The smallest magnetic loops ever seen in the sun’s corona — imaged for the first time by the National Science Foundation’s Daniel F. Inouye Solar Telescope — could be the bottom floor of the machinery that powers the ferocious flares that routinely blast out from our star.
“It’s a landmark moment in solar science,” said Cole Tamburri of the University of Colorado, Boulder, in a statement. “We’re finally seeing the sun at the scales it works on.”
Basically, solar flares are produced when magnetic field lines that loop through the sun’s outer atmosphere, the corona, grow taut and snap, releasing energy before reconnecting once again. This has been known for some time, but the details involved in magnetic reconnection and solar flares, however, still require some working out. One big question has been: How small can these coronal loops go, and what role could these miniature loops play in powering solar flares?
The Daniel K. Inouye Solar Telescope (DKIST), operated by the National Science Foundation’s (NSF) National Solar Observatory, has now imaged hundreds of coronal loop strands that are just 29.95 miles (48.2 kilometers) wide on average, and some could be as thin as 13 miles (21 kilometers). These are right on the limit of the DKIST’s resolution, which is itself more than 2.5 times sharper than the next best solar telescope.
“Before Inouye, we could only imagine what this scale looked like,” said Tamburri. “Now we can see it directly.”
The forest of small loops was seen in hydrogen-alpha light by DKIST’s Visible Broadband Imager in the aftermath of an X-class flare — the most powerful category of flare that the sun can unleash — seen on Aug. 8, 2024.
“This is the first time the Inouye Solar Telescope has ever observed an X-class flare,” said Tamburri. “These flares are among the most energetic events our star produces, and we were fortunate to catch this one under perfect observing conditions.”
How these small loops play into the process of magnetic reconnection isn’t yet clear, but now that scientists know that they are there, they can start to fit them into their models of how the sun operates. It may be that these small loops are a fundamental building block of the sun’s magnetic architecture that creates the flares.
“If that’s the case, we’re not just resolving bundles of loops, we’re resolving individual loops for the first time,” said Tamburri. “It’s like going from seeing a forest to suddenly seeing every single tree.”
The image of the coronal loops shows the power of the Inouye Solar Telescope, and Tamburri himself is supported by the Inouye Solar Telescope Ambassador Program, which is funded by the NSF and aims to give young researchers expertise they can take into the broader solar community as they further their careers.
However, storm clouds are gathering on the horizon.
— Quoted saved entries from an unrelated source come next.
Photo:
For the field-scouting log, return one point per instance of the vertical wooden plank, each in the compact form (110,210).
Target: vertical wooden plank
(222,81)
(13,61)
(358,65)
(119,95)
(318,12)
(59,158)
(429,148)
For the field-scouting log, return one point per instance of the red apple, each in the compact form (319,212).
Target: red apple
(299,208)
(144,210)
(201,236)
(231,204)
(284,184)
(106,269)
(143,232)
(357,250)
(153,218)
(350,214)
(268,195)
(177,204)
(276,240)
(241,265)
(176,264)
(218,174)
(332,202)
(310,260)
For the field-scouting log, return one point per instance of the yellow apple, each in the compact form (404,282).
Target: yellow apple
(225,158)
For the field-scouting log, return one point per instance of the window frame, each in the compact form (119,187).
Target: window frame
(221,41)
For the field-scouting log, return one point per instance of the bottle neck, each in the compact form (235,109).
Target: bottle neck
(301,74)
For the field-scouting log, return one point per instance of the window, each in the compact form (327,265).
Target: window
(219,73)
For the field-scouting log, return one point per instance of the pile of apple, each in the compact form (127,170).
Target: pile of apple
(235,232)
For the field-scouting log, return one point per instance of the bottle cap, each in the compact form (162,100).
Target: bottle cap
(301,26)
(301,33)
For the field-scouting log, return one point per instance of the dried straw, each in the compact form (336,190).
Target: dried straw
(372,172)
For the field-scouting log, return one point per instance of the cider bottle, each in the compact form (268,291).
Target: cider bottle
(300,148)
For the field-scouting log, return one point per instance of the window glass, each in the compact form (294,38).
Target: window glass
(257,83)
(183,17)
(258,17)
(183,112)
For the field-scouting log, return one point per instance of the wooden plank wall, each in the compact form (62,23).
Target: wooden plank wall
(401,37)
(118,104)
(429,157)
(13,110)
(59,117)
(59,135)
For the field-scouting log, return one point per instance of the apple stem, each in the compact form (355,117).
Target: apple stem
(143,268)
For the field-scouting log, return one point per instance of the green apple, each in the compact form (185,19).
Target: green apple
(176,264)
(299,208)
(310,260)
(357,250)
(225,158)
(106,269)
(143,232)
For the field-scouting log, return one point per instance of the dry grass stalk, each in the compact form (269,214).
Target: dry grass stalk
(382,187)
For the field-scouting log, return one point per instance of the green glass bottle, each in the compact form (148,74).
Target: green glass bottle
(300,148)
The budget proposed by the US government for the fiscal year 2026 would see the Inouye Solar Telescope receive a massive shortfall in funding, down from $30 million to $13 million, which the director of the NSF’s National Solar Observatory, Christoph Keller, says is not enough to keep the Inouye Solar Telescope open.
Should the telescope have to close, it wouldn’t just be its spectacular images of the sun that we will lose, but also the expertise of the researchers that it helps train. The loss of the telescope and its scientists could damage future solar research for years to come. However, if this is the Inouye Telescope’s last hurrah, then it is going out on a high.
Tamburri and his team describe their observations of the small flares in a paper published on Aug. 25 in The Astrophysical Journal Letters.